As the world-class luxury shoes designer Jimmy Choo said: “the right shoe can make everything different”. It seems the high heels now are not just women’s “last touch of elegance” (quoted of legend designer Coco Chanel), but also the weapons women are using to fight against the economy recessions.
IBM conducted a computer-based analysis project on billions of social media posts about about shoe trends, heels are about to go down. The report came out at 2011. In the report, the researchers claimed that the higher the heels, the worse off the Economy would be.

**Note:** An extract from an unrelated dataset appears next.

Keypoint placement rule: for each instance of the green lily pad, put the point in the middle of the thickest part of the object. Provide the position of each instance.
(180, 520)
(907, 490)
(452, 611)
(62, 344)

“Usually, in an economic downturn, heels go up and stay up – as consumers turn to more flamboyant fashions as a means of fantasy and escape,” said Dr. Trevor Davis, a consumer products expert with IBM Global Business Services. “This time, something different is happening — perhaps a mood of long term austerity is evolving among consumers sparking a desire to reduce ostentation in everyday settings.”
According to an article published by the Christian Science Monitor from CNBC wire, the several big recessions of the U.S. Economy in history have shown the correlation between the economy status and the height of the heels.
In the 1920s, women were wearing high-heel pumps and platforms to get their confidence back during the Great Depression. In the 1970s oil crisis, platforms came back en vogue as the low-heeled sandals of the late 1960s were cast aside. In the 1990s, the low, thick heels of the “grunge” period were replaced by “Sex and the City”-inspired stilettos just as the dot-com bubble burst.
From left to right: wall deco in 1920s; the popular platform shoes in 1970s; vintage stilettos from 1990s.
From the report published in 2011, an analysis of the four years (from 2008 to 2011) of social media showed that discussions of increasing heel height peaked towards the end of 2009, and declined after that. For example, key trend-watching bloggers between 2008 and 2009 wrote consistently about heels from five to eight inches, but by mid 2011 they were writing about the return of the “the perfect flat”. The sky-high heels were not gone yet; rather that, as the economy has bounced back a little, the bloggers were discussing as glamwear and not for the office or shopping trip.
As the statistic from the U.S. Bureau of Economic Analysis indicated , from the year of 2009 the U.S. economy slowly stepped into a recovery session. The GDP grew at an annual 2.2% rate in the first three months of 2012, considerably slower than the 3.0% increase in 2011’s fourth quarter.
From the comparison and analysis for these two groups of statistics, there seems to be a kind of correlation between the economy growth and the change of women’s heel heights. Nevertheless, according to the Huffington Post, there could be other possible reasons for the dropping of heel heights.”Women may simply be ditching their heels in favor of a more pain-free walking experience, or, for once, low heels may actually indicate longer-term economic woes,” quoted from the Huffington Post’s article.
The Times Magazine responded to the newly-born High Heel Economic Index with a multimedia project: The Hazards (and Power) of Higher Heels, where the magazine tried to analyze the societal and economy reasons behind the changes of high heels.
Fashion trends have become popular economy indicators these days. Dated back to 1926, economist George Taylor came up with the Hemline Theory, which himself explained as when women wore shorter skirts to show off their expensive silk stockings during good economic times, but longer hemlines were more preferable to cover bare legs during a recession. In the 2000s, Leonard Lauder, the chairman of Estee Lauder companies, introduced the idea after noticing that lipstick sales jumped in the aftermath of 2001 terrorist attacks, according to The New York Times. He developed the scenario as the Lipstick Index, which indicated that women turn to less expensive indulgences, like lipstick, when they felt less confident about the future.
When talking about economy, people relate to numbers, analysis reports and charts. Nevertheless, something that seems not related to economy actually has its significance for the economy prediction. And wen it comes to shoes, perhaps they will be able to tell a lot.